Along with the prayer ruling today from the Supreme Court, the New York times reports on a study from USC on the justices' biases in voting to defend free speech rights.
Surprising no one, the headline finding is that the more liberal or conservative a justice is, the more likely they are to vote in favor of a liberal or conservative speaker, respectively. Here's the key graphic.
(By the way, side note on the roles of journalists and scientists here. I think this graphic was constructed from the scientists' raw data by the Times; it's not found in the original paper, and it really conveys some key points very clearly. If so, good communication on the part of the Grey Lady there.)
So far, so human, although we can and should demand more of our highest justices. People favor their side even when they think they're being fair. But there are two things I noticed that I think are much more important than the evidence of a normal human bias among all Supreme Court justices.

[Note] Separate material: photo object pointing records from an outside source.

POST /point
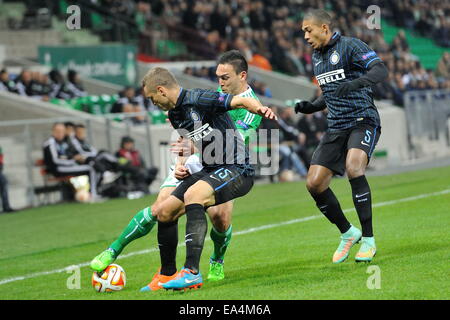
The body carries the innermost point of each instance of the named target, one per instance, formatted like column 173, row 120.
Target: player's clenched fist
column 267, row 113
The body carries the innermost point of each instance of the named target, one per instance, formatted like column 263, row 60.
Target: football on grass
column 111, row 279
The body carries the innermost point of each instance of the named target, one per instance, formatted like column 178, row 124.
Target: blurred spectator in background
column 59, row 86
column 59, row 161
column 128, row 103
column 4, row 187
column 6, row 84
column 132, row 163
column 84, row 153
column 74, row 84
column 23, row 83
column 443, row 67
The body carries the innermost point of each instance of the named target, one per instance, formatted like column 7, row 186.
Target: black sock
column 168, row 242
column 196, row 227
column 362, row 200
column 330, row 207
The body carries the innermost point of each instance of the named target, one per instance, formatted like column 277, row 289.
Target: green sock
column 139, row 226
column 221, row 241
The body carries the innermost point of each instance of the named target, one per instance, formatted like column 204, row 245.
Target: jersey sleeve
column 213, row 101
column 362, row 55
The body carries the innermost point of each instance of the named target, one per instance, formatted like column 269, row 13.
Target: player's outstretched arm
column 252, row 105
column 310, row 107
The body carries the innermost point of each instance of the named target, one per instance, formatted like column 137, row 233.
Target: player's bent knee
column 191, row 196
column 314, row 185
column 355, row 169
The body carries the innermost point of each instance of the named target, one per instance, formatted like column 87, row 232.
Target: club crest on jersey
column 331, row 76
column 195, row 116
column 199, row 133
column 334, row 58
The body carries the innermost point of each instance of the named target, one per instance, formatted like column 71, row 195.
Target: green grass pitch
column 281, row 247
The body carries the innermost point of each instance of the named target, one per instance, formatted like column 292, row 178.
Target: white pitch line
column 251, row 230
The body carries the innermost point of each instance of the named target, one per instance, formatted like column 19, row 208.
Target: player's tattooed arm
column 252, row 105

First and by far the most important, while a difference is visible for liberal justices -- the justices fit a model with a nonzero slope, with Justice Stevens at the most liberal end -- the study calculates that the difference is not statistically significant for any liberal justice but him. Take a look at that graph again. Does being a conservative speaker penalize you as you move from the conservative to the liberal justices? A little. But compare that to how much being a liberal speaker penalizes you as you move from the liberal to the conservative justices.
The liberals are, for the most part, not statistically different in their support for conservative and liberal speech. They can fairly claim to be impartial when evaluating speakers. The conservative justices are statistically different in their support for conservative and liberal speakers. This is an objective measure that calls their commitment to impartiality into serious question, and -- in the rare cases that Supreme Court Justices open themselves to questioning by the public -- an accounting should be demanded.

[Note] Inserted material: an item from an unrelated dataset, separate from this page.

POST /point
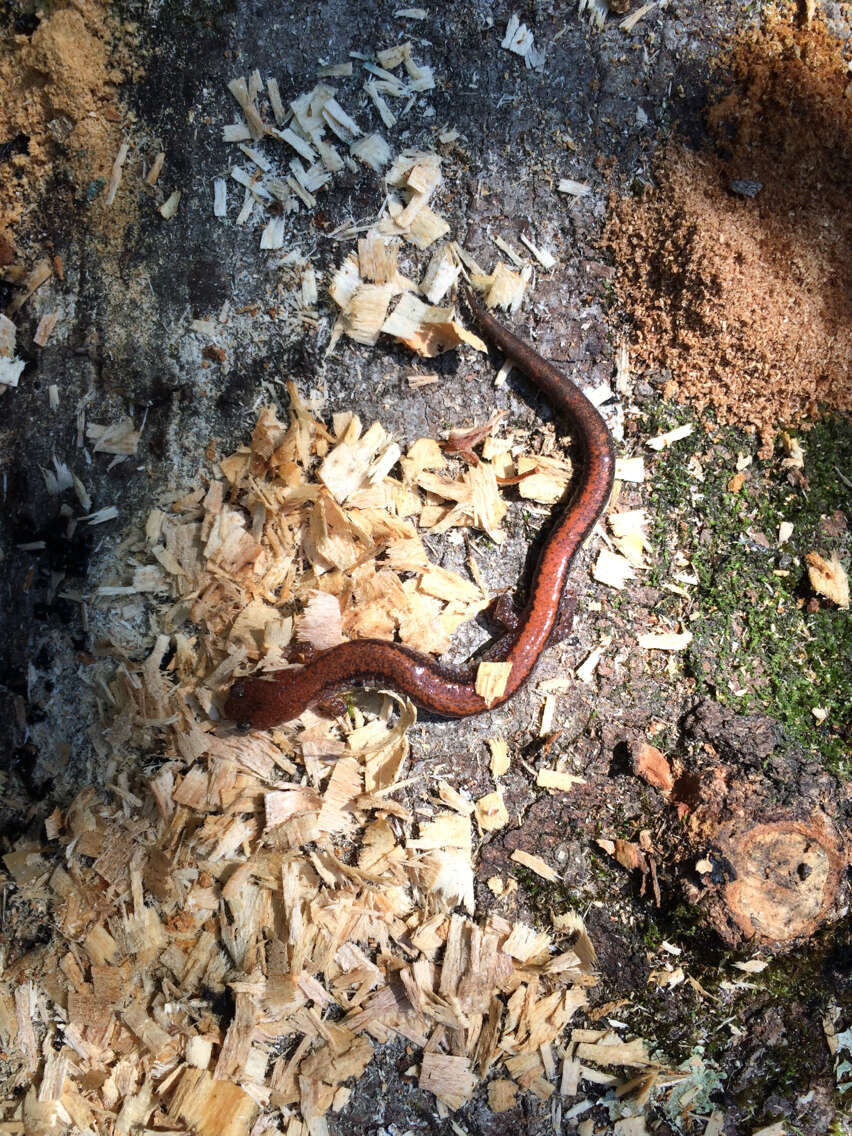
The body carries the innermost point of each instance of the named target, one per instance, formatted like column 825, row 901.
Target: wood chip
column 828, row 578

(A note: the Times article opens with Scalia's famous vote to strike down a law banning flag-burning. One wonders if in the years since, Scalia is suffering from a version of the Snackwell effect: having inoculated himself against charges of favoritism in his own mind, he is free to play favorites. Recall any pleasant surprise you may have felt when Chief Justice Roberts voted to uphold the ACA.)

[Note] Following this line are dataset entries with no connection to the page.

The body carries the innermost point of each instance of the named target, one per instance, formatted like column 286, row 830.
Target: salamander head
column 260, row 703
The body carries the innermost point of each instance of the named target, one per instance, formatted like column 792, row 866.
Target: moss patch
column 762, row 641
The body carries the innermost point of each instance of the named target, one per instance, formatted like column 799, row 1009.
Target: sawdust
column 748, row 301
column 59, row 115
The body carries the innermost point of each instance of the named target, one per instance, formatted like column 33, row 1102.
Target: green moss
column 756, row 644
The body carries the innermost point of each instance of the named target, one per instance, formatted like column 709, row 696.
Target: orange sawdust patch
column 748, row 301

The second thing to notice is that the study looked at votes from 1953 to 2011. Discarding justices with fewer than 100 votes (insufficiently strong basis to form a sound ideological measure), who has the most extreme bias in the last half-century plus? Justices Scalia and Thomas. I've downloaded the study's original data and I'm going to see if I can determine whether the margin of bias has become more extreme over time. Technically my working hypothesis is the null, but the good Reverend Bayes is whispering for me to put it all on "yes."
Sat May 10, 2014 at 11:11 PM PT: I have completed the time series calculations. The scientists' raw data was already helpfully sorted by the time the justices was appointed, so that made a handy guide. I might have sorted by midpoint of time on the court, but I doubt that would have affected anything.
At any rate, the upshot: turns out no, bias isn't getting worse -- at least, I can't say with confidence that it is. There is basically a band of justices for whom the differences in support for liberals and conservatives (whatever the justice's base ideology) is 10 to 20 percent or so. If you ignore the justices with fewer than 50 free-speech votes, the only justices with a difference above 30% are Douglas, Warren, Scalia, and Thomas.
There's kind of a trend-ish in the lower band of justices, of bias increasing over the years, but we're getting perilously close to the Texas sharpshooter fallacy by this point.